And jokes

War

*World War 2 going on and then stops.*

Me: "I guess you would say it was a gory-ious battle."

Wall

I prank called someone and I said, "Is there a Missis Wall there?" They said no. Is there a Mr. Wall there? They said no. Are there any Walls there? They said no. Then what's holding up your building?

Name

When I try to call my friend, I can't get through because my name is Lin Kon, and the operator keeps saying, "Yes, Mr. President."

Death

Mom: You can't die in the living room, David, so you can stop stabbing and shooting yourself.

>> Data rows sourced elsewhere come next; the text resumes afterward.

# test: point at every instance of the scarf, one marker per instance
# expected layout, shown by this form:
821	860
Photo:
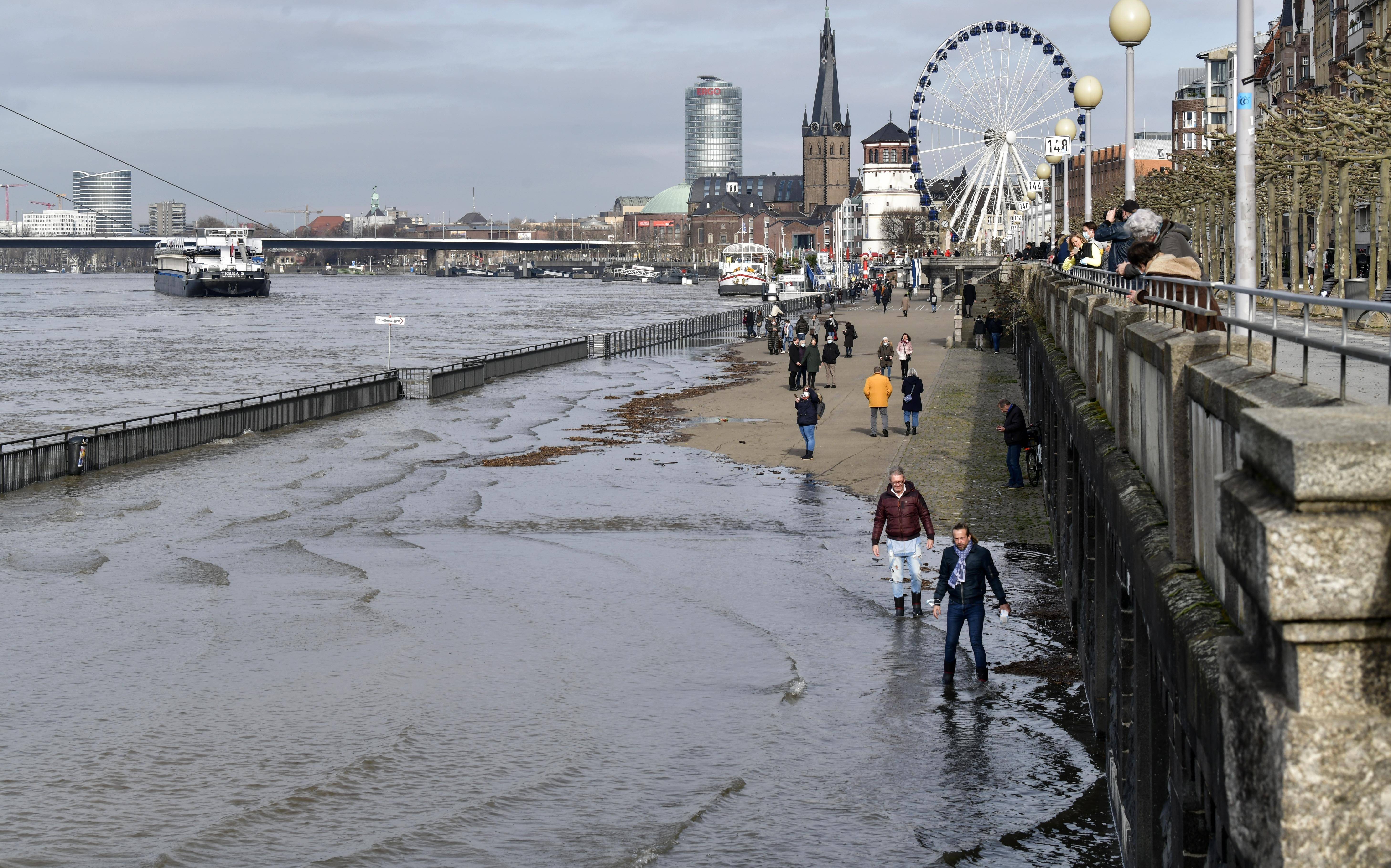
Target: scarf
959	572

David: I will surpass Kakarot!

Jordan: *dead on the living room floor*

Memes

Math

A letter to all Math:

Dear Math,

Grow up and solve your own problems!

2x6= DO IT YOURSELF!!!!

Food

I walked in a sushi bar, and the sushi chef looked very o-fish-all!

Leaf

Alright, I'm gonna make like a tree and leaf.

*****You have to leave right after you tell this joke.****

Difference

What’s the difference between 1000 used tires and 1000 used condoms?

One's a good year and one's a great year.

Wife

What's the difference between a man's wife and his dog?

Lock them both in the trunk for three hours and see which is happy to see you when you open it.

Adoption

I asked my mom if I was adopted. She said no, "Why the fuck would I adopt you?" and I said "I'm gonna kill myself," and she also said, "Make sure you do it right this time."

Cheese

Someone cutting the cheese then farted.

Someone sees the cheese, and it smelled like crap (literally). He said, "Who cut the cheese?"

Color

So, I walked up to my grandma and I said, "What color would you be on a rainbow cupcake?" She just turned 61, ok, ok. So I'm like, "I got it, I got it, ok, ok." She's like: "Ok, what color?" I say: "Grey."

Difference

What's the difference between a Hippo and a Zippo?

One is gigantic, the other is just a little lighter.